Türkiye ile ekonomik ilişkilerin de çok iyi olduğunu ve (Başbakan
Recep Tayyip) Erdoğan hükümetinin çok önemli reformlar yaptığını
belirten Straw, istikrarlı ve refah içinde bir Türkiye'nin bölge
ülkelerine de çok önemli bir işaret vereceğini ifade etti. Straw
ayrıca, Kıbrıs konusunun önemli bir sorun olduğunu, bu konuda da
BM'nin çabalarını desteklediklerini kaydetti. Almanya: Türkiye'ye
kapıların kapatılması sorumsuzca Almanya Dışişleri Bakanı Joschka
Fischer ise, Hıristiyan Demokrat Birlik Partisi (CDU) Genel Başkanı
Angela Merkel ile Hıristiyan Sosyal Birlik Partisi (CSU) Genel
Başkanı Edmund Stoiber'in, ''AB kapısının Türkiye'nin yüzüne
kapatılması'' şeklindeki görüşlerini tehlikeli ve sorumsuzca
bulduğunu söyledi. Fischer, Bild gazetesinde Türkiye'nin AB
üyeliğine karşı çıkan CDU'lu Hessen eyaleti Başbakanı Roland Koch'a
karşı Alman hükümetinin Türkiye politikasını savundu. Fischer,
''Türkiye'nin yüzüne kapının kapatılması körlük derecesinde
tehlikeli ve sorumsuzca. Geniş çaplı modernleşme ve Türkiye'nin
kesin bir şekilde Batı'ya bağlanması sürecinin sürdürülmesinde
büyük çıkarlarımız var. İslamiyet ile demokrasinin, açık toplumun,
insan ve kadın haklarının, modern bir serbest pazar ekonomisinin ve
özgür basının birbirleriyle bağdaştırılması, 21. yüzyılda
güvenliğimiz açısından büyük öneme sahip'' ifadesini kullandı.

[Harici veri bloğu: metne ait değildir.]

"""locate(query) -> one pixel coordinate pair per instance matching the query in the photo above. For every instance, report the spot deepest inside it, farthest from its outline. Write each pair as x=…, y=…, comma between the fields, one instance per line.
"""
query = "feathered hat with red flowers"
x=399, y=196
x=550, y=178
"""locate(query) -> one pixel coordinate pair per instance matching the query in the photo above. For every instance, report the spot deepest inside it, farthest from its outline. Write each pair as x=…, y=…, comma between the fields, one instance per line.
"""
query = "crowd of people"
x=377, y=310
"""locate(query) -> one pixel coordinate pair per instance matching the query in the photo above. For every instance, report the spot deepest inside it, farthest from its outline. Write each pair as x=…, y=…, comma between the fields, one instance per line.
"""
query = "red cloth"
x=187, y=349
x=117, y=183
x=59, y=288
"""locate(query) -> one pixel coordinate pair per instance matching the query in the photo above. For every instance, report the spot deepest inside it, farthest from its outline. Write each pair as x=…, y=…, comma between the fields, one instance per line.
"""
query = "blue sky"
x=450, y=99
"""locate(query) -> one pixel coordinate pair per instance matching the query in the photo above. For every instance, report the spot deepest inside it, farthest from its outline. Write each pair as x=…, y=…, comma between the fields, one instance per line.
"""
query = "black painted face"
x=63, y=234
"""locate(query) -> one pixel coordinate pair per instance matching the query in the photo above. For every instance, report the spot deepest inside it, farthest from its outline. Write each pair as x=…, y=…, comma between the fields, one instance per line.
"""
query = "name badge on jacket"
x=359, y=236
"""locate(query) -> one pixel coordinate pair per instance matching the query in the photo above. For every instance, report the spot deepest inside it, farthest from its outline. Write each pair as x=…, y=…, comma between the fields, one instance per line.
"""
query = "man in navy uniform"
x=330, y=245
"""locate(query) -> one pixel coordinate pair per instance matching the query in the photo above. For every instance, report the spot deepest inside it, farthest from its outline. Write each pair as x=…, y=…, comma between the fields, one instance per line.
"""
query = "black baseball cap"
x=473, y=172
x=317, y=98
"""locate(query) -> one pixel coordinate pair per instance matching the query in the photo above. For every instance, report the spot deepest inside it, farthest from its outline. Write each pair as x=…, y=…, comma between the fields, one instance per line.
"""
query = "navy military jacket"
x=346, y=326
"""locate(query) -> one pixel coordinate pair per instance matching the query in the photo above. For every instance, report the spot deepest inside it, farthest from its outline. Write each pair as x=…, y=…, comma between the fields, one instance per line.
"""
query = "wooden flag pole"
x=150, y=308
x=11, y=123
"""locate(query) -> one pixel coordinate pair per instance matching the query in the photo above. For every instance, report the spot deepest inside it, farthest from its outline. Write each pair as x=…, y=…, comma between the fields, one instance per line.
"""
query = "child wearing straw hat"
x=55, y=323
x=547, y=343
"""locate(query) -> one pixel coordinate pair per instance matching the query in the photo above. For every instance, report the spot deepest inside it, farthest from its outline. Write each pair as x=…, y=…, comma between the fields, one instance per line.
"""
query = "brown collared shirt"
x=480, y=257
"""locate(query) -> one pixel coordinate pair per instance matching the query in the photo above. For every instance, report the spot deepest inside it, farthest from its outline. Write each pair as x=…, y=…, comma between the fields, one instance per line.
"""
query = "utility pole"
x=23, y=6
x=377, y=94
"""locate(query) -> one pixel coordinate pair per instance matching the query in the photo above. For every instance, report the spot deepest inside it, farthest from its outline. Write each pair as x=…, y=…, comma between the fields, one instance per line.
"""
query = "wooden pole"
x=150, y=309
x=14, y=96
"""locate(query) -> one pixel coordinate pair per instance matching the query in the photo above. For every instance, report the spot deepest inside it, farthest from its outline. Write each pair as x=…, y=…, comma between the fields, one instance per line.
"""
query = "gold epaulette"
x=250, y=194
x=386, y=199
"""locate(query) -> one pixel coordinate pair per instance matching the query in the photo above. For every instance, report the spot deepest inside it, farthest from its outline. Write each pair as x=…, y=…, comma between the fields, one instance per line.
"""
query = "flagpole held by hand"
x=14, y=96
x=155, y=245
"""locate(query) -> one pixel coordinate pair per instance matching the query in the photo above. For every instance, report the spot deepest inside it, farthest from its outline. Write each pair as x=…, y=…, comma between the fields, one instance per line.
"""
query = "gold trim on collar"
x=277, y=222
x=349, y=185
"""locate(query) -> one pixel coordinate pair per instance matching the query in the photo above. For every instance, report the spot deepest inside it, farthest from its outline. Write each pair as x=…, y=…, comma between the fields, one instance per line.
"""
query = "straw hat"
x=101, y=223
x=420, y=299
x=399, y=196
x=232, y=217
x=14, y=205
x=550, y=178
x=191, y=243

Türkiye'nin bu konuda merkezi bir rol oynayabileceğini ifade eden
Fischer, ''Bu fırsattan istifade etmemek ve reddedilen bir
Türkiye'den doğacak olumsuz gelişmelerin tehlikesini görmezden
gelmek, dış politik yeteneklerin olmadığını gösterir'' dedi.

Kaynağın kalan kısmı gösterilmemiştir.